Everyone could tell our son was a Tigers fan. When he was handed his diploma, he dropped it.
Q: Who was the best business woman in the Bible? A: Pharoah's daughter – she drew a profit from the rush at the bank.
I got so fed up with trick or treaters at Halloween that in the end I turned the lights out and pretended I wasn't in. Forget the ships. My lighthouse, my rules...
Q: What's the worst thing about being lonely? A: Playing Frisbee.
Chuck Norris's GPS still can't find him.
A panda bear walks into a restaurant and orders a sandwich. When he receives the sandwich he eats it and then shoots the waiter and leaves the restaurant. A policeman sees the panda and tells him he just broke the law. The panda bear tells the policeman that he's innocent and, if he didn't believe him, to look in the dictionary. The policeman gets a dictionary and looks up "panda bear." It says, "Panda Bear: eats shoots and leaves."
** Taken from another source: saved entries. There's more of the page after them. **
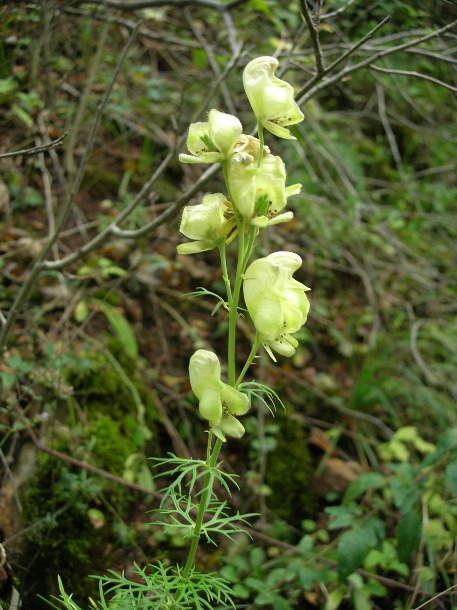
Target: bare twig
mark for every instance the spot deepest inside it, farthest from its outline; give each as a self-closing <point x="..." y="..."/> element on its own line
<point x="416" y="74"/>
<point x="74" y="133"/>
<point x="7" y="324"/>
<point x="36" y="149"/>
<point x="144" y="4"/>
<point x="338" y="11"/>
<point x="310" y="89"/>
<point x="301" y="97"/>
<point x="212" y="61"/>
<point x="314" y="33"/>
A man consulted his priest about getting a divorce. The priest was surprised. "Why on earth would you want to divorce such a lovely wife? She is soft and gentle and, if I may say so, she is also quite beautiful and nicely proportioned. I really can’t see what you have to complain about." The man took off his shoe. "See this shoe," he said, showing it to the priest, "The leather is soft and gentle. It is a beautiful piece of work and nicely proportioned." "Ah"” said the priest, "a parable." "In a way, Father," replied the man. "I’m the only one who knows it pinches."
Why did the farmer feed money to his cow? He wanted rich milk.
Did you hear about the blonde that stayed up all night to see where the sun went? It finally dawned on her.
If Chuck Norris misses a roundhouse-kick, you will still die.